Better judgement needed
I find it a bit ironic that one of my memories on Facebook today involved a story where a team was running up the score. I referred to the move as “classless.” Which it is.
I’m all about sportsmanship. You can win or lose with class. There’s no good reason not to.
I also usually give officials the benefit of the doubt when assessing penalties related to unsportsmanlike conduct.
There are times when officials get a little quick-whistled and assess unwarranted penalties. The one that has always stood out in my mind was in the late 90’s. I was at a Warren basketball game and following a timeout, Mike Curran was retrieving the ball. He tried to roll it on his toe and kick it to himself. He misfired and accidentally kicked the ball into the wall. The official blew the whistle and assessed a technical foul. Mike laughed it off, and I honestly don’t remember who won the game.

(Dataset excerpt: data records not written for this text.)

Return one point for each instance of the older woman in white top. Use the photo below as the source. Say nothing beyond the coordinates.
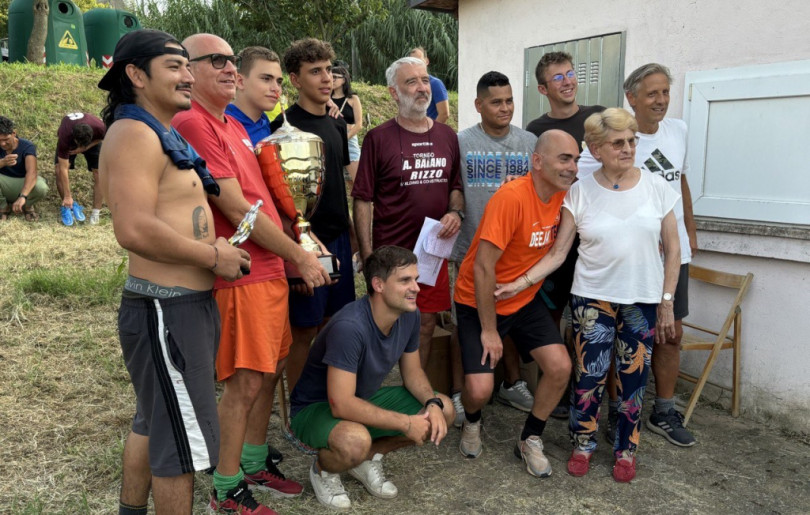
(621, 298)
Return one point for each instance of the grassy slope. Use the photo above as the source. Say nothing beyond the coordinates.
(65, 398)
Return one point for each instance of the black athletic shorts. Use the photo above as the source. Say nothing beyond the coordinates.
(530, 327)
(169, 347)
(90, 155)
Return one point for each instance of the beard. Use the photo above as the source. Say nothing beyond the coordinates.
(408, 105)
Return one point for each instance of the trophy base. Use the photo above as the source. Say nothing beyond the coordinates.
(329, 263)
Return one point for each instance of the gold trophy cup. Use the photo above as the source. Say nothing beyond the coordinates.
(292, 163)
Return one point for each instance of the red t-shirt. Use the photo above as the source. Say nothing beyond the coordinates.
(228, 153)
(408, 176)
(524, 228)
(64, 134)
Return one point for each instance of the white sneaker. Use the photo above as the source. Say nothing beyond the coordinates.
(531, 451)
(470, 445)
(459, 407)
(328, 489)
(370, 473)
(518, 396)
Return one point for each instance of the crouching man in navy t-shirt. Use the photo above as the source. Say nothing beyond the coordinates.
(338, 406)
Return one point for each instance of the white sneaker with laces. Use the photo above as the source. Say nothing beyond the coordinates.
(328, 489)
(531, 451)
(470, 444)
(371, 474)
(459, 407)
(518, 396)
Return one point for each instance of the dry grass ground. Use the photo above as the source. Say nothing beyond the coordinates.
(66, 402)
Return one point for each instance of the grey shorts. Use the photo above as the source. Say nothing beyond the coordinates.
(169, 347)
(680, 306)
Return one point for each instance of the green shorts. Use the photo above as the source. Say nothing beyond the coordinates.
(313, 424)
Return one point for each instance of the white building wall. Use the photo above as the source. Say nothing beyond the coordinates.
(686, 36)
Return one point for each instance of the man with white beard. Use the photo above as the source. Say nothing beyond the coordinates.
(410, 170)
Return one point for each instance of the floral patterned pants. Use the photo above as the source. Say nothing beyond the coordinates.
(603, 329)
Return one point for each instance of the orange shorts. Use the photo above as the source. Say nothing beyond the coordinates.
(435, 299)
(255, 327)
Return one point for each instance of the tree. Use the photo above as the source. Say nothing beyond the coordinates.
(39, 32)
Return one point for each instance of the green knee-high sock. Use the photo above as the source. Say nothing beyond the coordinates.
(253, 457)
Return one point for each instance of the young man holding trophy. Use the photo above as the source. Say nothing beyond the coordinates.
(255, 335)
(309, 65)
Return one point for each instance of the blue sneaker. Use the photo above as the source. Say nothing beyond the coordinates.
(67, 216)
(78, 212)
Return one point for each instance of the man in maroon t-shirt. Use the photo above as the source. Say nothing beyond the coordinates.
(79, 133)
(409, 169)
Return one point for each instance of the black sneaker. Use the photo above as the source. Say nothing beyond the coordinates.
(275, 455)
(612, 421)
(670, 426)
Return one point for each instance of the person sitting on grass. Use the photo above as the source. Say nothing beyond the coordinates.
(19, 183)
(338, 406)
(79, 133)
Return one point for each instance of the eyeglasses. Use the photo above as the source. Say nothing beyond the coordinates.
(559, 77)
(218, 60)
(618, 144)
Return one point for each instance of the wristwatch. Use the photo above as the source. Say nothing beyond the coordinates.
(435, 400)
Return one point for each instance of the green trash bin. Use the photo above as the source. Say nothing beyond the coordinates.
(103, 28)
(65, 42)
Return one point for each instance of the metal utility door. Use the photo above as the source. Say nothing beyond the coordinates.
(599, 63)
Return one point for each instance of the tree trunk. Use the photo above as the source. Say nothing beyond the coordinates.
(39, 32)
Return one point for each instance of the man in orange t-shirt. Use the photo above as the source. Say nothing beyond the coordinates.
(518, 228)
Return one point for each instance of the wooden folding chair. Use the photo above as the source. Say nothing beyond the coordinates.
(722, 339)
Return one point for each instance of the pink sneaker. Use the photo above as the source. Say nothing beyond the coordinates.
(271, 480)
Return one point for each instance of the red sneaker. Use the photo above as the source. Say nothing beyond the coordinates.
(579, 463)
(238, 501)
(625, 469)
(271, 480)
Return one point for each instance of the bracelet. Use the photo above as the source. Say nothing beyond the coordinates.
(216, 258)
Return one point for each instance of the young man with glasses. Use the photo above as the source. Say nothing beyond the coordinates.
(661, 150)
(309, 65)
(255, 336)
(518, 228)
(410, 169)
(79, 133)
(258, 89)
(557, 80)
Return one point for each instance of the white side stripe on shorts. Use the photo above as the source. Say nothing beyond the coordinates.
(194, 435)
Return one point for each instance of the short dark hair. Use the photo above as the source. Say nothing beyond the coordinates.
(82, 134)
(489, 80)
(6, 126)
(549, 59)
(383, 261)
(252, 54)
(633, 81)
(307, 50)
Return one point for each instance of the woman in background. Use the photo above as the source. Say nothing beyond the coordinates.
(349, 105)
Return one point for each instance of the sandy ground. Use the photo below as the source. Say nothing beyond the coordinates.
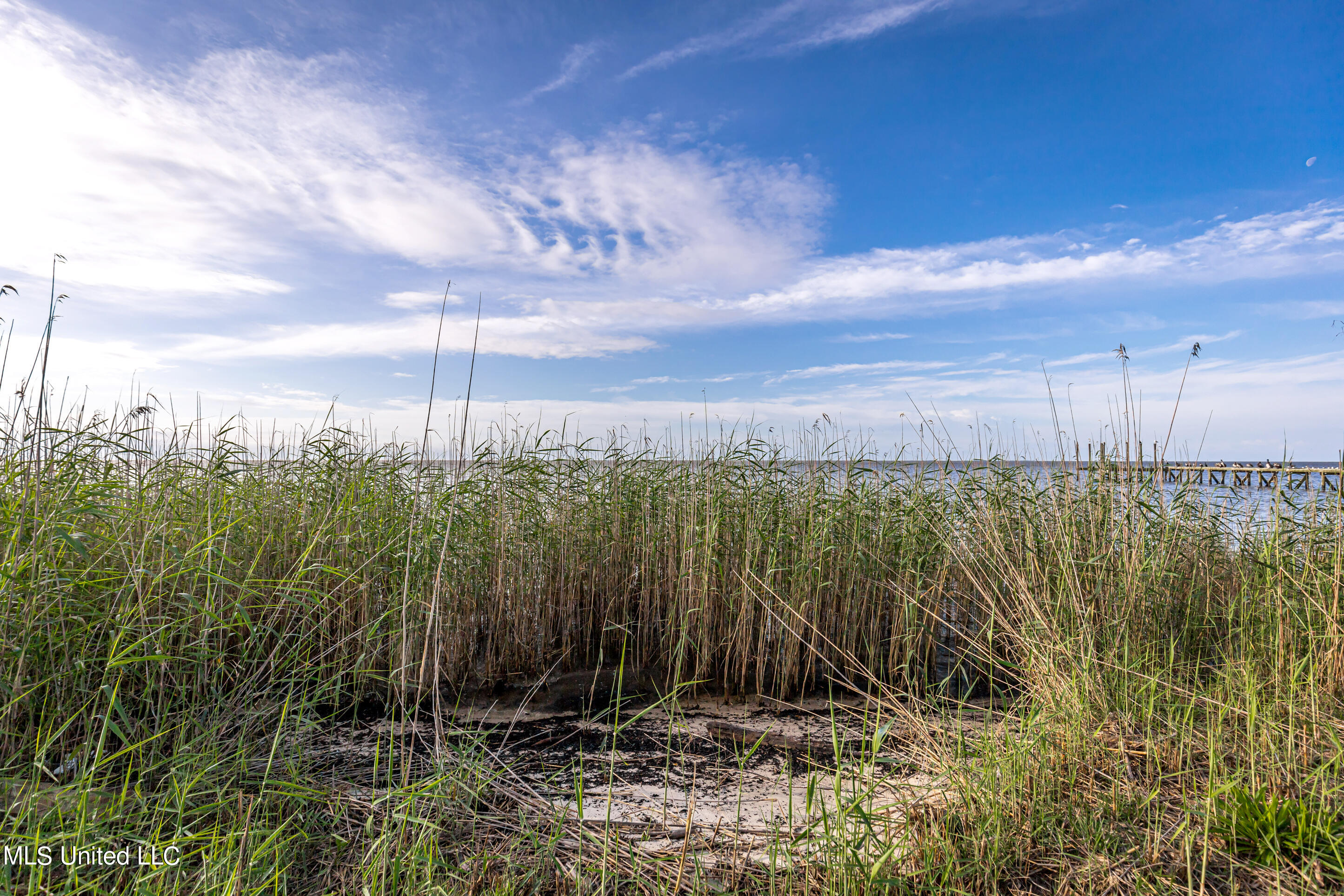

What happened at Warren Area High School Monday night hardly constituted unsportsmanlike conduct and was appalling on multiple levels.
Warren senior wrestler Liam Stevenson won the final home match of his career in just 34 seconds. Stevenson, shook hands with his opponent, had his hand raised, and before leaving the mat for the last time bent down and gave it a kiss.
Apparently, that warrants unsportsmanlike conduct for wrestlers.
I get trying to contain emotion in an emotional sport, and gestures meant to show up opponents should be assessed the proper penalty.
What Stevenson did hardly warranted the punishment (a deduction of one team point…that cost the Dragons a win in a 33-32 loss to St. Mary’s). Clearly this was a senior saying goodbye to his home mat. Nothing more, nothing less.
This is one of those instances where the official needs to exercise better judgement. Again, I understand the need to keep the match under control, but this went too far. There wasn’t even a warning issued. It was an immediate point deduction for something that was far from unsportsmanlike.
If anything, this was Stevenson showing respect. Respect for the sport, respect for his team and respect for his home school. And the message being sent is that respect should be punished.
It’s not like Stevenson is a repeat offender. If anything, this is the second time in a week I’ve seen Stevenson show ultimate respect.
Against Eisenhower last week, Stevenson and Ethan Chambers battled into overtime. Stevenson earned the decision, and after the match shared an embrace with Chambers. Does this sound like the kind of kid who would try to show up his opponent? No, of course not.
This was one instance of an official being a little quick-whistled and it costing not just the individual, but his team as well. Instead of admitting the mistake, the official doubled-down and yelled back at fans screaming for a reason for the point deduction. It just wasn’t a good look.
After 20 years, Mike has been unseated from atop my personal perch of officiating blunders. This one is going to be hard to top.
And Liam, if you read this, well done, young man. I’d take you on my team any day. You give it your all and you do it with grace and class. Don’t let one horrid call change that.
My hat’s off to you, and best of luck as you wrap up your season.